Go by Example

Pointers

The & and * operators, pointer to struct, nil pointer, and the pointer vs value semantics decision.

A pointer holds the memory address of a value. Go has pointers but no pointer arithmetic - you cannot increment a pointer to step through memory the way C allows. This keeps pointers useful (sharing, avoiding copies, mutating through function calls) without most of the footguns.
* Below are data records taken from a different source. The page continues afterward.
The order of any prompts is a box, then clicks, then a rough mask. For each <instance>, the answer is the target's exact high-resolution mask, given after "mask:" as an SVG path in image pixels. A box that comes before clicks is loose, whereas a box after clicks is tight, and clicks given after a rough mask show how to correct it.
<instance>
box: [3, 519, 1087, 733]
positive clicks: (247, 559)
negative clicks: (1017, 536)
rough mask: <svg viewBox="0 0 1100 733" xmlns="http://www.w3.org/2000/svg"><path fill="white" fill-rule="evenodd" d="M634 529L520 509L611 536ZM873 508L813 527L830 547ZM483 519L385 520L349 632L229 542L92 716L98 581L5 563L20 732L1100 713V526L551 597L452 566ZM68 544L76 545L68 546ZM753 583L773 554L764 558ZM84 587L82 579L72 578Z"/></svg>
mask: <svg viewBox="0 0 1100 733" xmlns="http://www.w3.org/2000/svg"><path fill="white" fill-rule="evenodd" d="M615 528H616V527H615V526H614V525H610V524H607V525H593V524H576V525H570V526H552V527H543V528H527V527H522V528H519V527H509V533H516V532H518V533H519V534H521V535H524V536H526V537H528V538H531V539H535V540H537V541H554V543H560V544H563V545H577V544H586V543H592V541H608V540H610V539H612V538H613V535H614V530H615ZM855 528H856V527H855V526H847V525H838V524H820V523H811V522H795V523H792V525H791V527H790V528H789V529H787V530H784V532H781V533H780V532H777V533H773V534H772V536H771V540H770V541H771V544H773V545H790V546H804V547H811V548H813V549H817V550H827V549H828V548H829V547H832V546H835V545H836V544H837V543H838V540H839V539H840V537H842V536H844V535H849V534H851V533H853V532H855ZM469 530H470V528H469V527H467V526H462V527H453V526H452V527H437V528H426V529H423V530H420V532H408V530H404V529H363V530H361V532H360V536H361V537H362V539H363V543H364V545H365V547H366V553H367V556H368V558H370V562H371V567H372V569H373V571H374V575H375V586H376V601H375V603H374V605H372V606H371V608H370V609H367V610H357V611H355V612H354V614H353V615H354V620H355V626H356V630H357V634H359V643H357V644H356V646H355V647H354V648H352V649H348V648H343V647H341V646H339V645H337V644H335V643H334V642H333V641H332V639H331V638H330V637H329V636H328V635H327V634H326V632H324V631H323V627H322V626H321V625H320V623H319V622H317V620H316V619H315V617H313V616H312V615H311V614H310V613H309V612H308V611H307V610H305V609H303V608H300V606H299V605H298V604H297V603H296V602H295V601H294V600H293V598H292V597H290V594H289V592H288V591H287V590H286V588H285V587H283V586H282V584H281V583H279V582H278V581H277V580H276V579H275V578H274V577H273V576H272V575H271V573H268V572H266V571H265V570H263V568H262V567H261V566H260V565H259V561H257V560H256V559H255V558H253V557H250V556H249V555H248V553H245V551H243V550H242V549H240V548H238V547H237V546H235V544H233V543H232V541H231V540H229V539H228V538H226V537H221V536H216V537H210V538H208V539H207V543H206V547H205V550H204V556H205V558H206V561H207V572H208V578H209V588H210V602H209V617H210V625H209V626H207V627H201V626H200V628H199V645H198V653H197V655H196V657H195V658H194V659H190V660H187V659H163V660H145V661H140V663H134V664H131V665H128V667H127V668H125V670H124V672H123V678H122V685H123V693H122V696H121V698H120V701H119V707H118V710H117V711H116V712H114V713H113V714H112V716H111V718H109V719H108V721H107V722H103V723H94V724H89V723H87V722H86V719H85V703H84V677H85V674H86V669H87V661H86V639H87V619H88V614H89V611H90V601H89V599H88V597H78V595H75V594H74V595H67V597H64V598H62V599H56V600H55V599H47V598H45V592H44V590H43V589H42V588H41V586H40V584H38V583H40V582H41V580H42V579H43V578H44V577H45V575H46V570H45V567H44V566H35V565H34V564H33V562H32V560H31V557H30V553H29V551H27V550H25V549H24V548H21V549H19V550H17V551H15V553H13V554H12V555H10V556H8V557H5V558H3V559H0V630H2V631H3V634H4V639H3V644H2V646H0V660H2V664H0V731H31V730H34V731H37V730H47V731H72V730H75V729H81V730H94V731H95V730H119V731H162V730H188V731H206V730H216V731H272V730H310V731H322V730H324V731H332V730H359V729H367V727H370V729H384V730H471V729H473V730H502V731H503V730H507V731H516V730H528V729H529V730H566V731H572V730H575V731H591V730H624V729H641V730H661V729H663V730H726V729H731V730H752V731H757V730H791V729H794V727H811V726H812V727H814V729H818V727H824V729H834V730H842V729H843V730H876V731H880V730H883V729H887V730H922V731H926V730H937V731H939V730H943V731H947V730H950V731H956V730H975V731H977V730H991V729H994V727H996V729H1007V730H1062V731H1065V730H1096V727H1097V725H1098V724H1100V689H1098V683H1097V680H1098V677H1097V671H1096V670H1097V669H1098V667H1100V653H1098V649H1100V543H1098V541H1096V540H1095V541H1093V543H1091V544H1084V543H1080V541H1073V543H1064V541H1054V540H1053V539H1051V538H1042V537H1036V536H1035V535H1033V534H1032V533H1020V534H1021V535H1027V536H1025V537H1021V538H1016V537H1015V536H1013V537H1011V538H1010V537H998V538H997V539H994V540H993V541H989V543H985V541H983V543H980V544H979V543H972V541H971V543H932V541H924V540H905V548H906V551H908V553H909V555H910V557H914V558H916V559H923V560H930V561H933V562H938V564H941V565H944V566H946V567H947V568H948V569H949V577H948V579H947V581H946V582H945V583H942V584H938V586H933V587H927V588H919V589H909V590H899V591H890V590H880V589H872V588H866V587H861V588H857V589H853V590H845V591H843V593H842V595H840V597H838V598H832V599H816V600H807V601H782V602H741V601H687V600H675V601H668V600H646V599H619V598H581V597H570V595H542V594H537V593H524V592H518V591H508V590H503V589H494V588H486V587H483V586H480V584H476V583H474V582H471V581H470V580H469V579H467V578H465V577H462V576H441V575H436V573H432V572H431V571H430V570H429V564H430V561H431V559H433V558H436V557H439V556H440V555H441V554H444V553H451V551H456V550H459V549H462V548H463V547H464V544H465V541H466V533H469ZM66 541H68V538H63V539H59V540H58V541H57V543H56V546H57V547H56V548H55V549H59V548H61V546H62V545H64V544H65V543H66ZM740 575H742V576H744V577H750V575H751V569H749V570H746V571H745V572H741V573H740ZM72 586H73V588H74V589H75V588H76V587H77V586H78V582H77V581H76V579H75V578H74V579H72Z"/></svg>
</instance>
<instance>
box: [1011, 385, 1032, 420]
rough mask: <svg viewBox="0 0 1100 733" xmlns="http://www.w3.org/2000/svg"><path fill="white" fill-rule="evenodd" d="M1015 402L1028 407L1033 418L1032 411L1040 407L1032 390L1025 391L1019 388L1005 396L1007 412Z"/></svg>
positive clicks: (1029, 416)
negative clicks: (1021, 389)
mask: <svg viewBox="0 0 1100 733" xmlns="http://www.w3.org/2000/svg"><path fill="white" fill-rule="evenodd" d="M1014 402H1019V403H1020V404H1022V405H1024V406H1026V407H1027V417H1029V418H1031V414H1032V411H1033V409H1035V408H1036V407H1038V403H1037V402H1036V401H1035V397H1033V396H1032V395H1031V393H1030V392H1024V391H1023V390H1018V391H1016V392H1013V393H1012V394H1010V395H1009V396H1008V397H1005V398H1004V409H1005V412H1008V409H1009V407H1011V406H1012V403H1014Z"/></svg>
& takes the address of a value and produces a pointer. * dereferences a pointer - it reads the value at that address. Assigning through a dereferenced pointer mutates the original.

package main
 
import "fmt"
 
func increment(n *int) {
    *n++ // dereference and mutate
}
 
func main() {
    x := 42
    p := &x // p is *int, holds address of x
 
    fmt.Println(x, *p) // 42 42 - same value, two ways to reach it
 
    *p = 100
    fmt.Println(x) // 100 - x was mutated through p
 
    increment(&x)
    fmt.Println(x) // 101
}

Struct fields are accessed through a pointer with the same . syntax as value access - Go automatically dereferences the pointer. The new built-in allocates a zeroed value and returns a pointer to it.

package main
 
import "fmt"
 
type Point struct {
    X, Y int
}
 
func main() {
    // Pointer to struct via & on a literal
    p := &Point{X: 1, Y: 2}
 
    // Field access through pointer - no explicit dereference needed
    fmt.Println(p.X, p.Y) // 1 2
    p.X = 10
    fmt.Println(p.X) // 10
 
    // new: allocates a zeroed Point and returns *Point
    q := new(Point)
    fmt.Println(q.X, q.Y) // 0 0
}

The zero value of a pointer is nil. Dereferencing a nil pointer causes a panic at runtime. Always check before dereferencing a pointer that may be nil.

package main
 
import "fmt"
 
func describe(p *Point) string {
    if p == nil {
        return "<nil>"
    }
    return fmt.Sprintf("(%d, %d)", p.X, p.Y)
}
 
type Point struct{ X, Y int }
 
func main() {
    var p *Point // nil
    fmt.Println(describe(p))            // <nil>
    fmt.Println(describe(&Point{3, 4})) // (3, 4)
}

In production

If any method on a type needs to mutate the receiver, all methods on that type should use pointer receivers - mixing pointer and value receivers on the same named type breaks the method set and can cause a type to fail to satisfy an interface in non-obvious ways. The rule of thumb: use a pointer receiver if the struct is large (avoids copies on every call), if any method needs to mutate state, or if the zero value of the type is not meaningful. Use a value receiver only when the struct is small and all methods are read-only. Consistency within a type is more important than the size heuristic.